Early Results With New Watchman FLX LAA Occlusion Device
Quick Takes
- This small registry study reports that Watchman FLX is safe and effective for left atrial appendage occlusion (LAAO) in a wide range of LAA anatomies.
- Additional studies with larger sample size such as the Pinnacle FLX trial and with longer follow-up periods are required to confirm these preliminary results.
Study Questions:
What is the early experience with the new-generation Watchman FLX left atrial appendage occlusion (LAAO) device?
Methods:
The investigators enrolled 165 patients undergoing LAAO with Watchman FLX in a prospective, multicenter registry at 12 centers participating in the European limited market release program.

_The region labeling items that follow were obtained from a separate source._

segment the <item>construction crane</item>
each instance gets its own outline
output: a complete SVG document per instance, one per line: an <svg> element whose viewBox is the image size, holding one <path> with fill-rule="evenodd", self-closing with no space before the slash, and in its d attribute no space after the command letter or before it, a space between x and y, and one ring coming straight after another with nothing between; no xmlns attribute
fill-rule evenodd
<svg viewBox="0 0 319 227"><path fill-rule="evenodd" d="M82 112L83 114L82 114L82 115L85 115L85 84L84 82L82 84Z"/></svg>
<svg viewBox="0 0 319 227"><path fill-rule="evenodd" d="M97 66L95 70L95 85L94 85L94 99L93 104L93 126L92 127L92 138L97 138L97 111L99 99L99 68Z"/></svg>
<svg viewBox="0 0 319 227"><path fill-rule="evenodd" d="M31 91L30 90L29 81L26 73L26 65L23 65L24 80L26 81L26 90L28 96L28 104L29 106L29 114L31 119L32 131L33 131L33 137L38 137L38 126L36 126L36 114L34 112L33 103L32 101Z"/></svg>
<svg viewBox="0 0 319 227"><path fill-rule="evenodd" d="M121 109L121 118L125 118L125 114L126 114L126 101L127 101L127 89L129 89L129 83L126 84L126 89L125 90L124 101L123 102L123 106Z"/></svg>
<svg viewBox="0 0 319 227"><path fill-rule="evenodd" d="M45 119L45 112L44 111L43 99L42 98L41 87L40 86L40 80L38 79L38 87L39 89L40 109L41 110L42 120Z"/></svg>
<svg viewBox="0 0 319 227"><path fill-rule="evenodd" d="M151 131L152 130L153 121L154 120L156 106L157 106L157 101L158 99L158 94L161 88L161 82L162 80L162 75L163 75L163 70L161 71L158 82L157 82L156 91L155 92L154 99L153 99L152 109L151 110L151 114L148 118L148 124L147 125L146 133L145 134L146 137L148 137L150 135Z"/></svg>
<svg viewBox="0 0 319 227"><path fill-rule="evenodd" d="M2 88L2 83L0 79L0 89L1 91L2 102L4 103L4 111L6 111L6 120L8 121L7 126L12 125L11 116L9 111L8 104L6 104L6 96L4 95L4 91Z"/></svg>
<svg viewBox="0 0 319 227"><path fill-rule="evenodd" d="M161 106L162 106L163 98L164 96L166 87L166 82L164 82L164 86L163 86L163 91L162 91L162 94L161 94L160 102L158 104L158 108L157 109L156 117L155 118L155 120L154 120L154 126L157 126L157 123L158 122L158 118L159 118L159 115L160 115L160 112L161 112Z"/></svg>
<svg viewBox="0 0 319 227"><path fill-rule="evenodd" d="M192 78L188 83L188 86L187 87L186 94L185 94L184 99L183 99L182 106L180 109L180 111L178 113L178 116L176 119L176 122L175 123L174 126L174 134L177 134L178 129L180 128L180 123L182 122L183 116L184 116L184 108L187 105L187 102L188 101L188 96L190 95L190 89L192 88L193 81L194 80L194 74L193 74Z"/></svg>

During follow-up, adverse events were registered, including death, neurological and hemorrhagic events, pericardial effusion, tamponade, and late device-related complications. Categorical variables were expressed as frequencies and percentages, and continuous variables as mean ± standard deviation.
Results:
Mean age was 75.4 ± 8.9 years and CHA2DS2-VASc score was 4.4 ± 1.4. A total of 128 (77.6%) patients had a history of major bleeding, including previous intracranial hemorrhage in 55 (33.3%) cases. LAA landing zone minimal and maximal mean diameters were 19.1 ± 3.6 mm and 22.3 ± 3.7 mm and 24.2% of LAA were considered complex by dimensions. Technical success was achieved in all patients. Successful implantation at first attempt was achieved in 129 (78.2%) and a second device was required in six (3.6%) cases. Procedure-related complications occurred in three (1.8%) patients: two (1.2%) access-related and one (0.6%) pericardial effusion. No periprocedural strokes, deaths, or device embolizations occurred. Forty-nine (29.7%) patients were discharged with single antiplatelet therapy, 105 (63.6%) on dual antiplatelet and 11 (6.7%) on anticoagulation. Imaging follow-up displayed just one peridevice leak ≥5 mm and seven (4.7%) device-related thrombosis. During a median follow-up of 55 days (interquartile range, 45-148 days), there were six (4.8%) hemorrhagic complications, one (0.8%) patient suffered an ischemic stroke, and one (0.8%) died. No late device embolizations occurred.
Conclusions:
The authors concluded that LAAO with Watchman FLX is safe and effective in a wide range of LAA morphologies, with a low procedural complication rate, high degree of LAA sealing, and favorable short-term efficacy.
Perspective:
This registry study reports that Watchman FLX is safe and effective for LAAO in a wide range of LAA anatomies. Furthermore, it was associated with a low number of periprocedural complications, and provided outstanding device sealing at follow-up, with no cases of device embolization and a similar rate of device-related thrombosis compared to previous studies. Of note, the study was limited by the small sample size and follow-up period that precluded definite conclusions. Additional studies with larger sample size such as the Pinnacle FLX trial (NCT02702271) and with longer follow-up periods are required to confirm these preliminary results.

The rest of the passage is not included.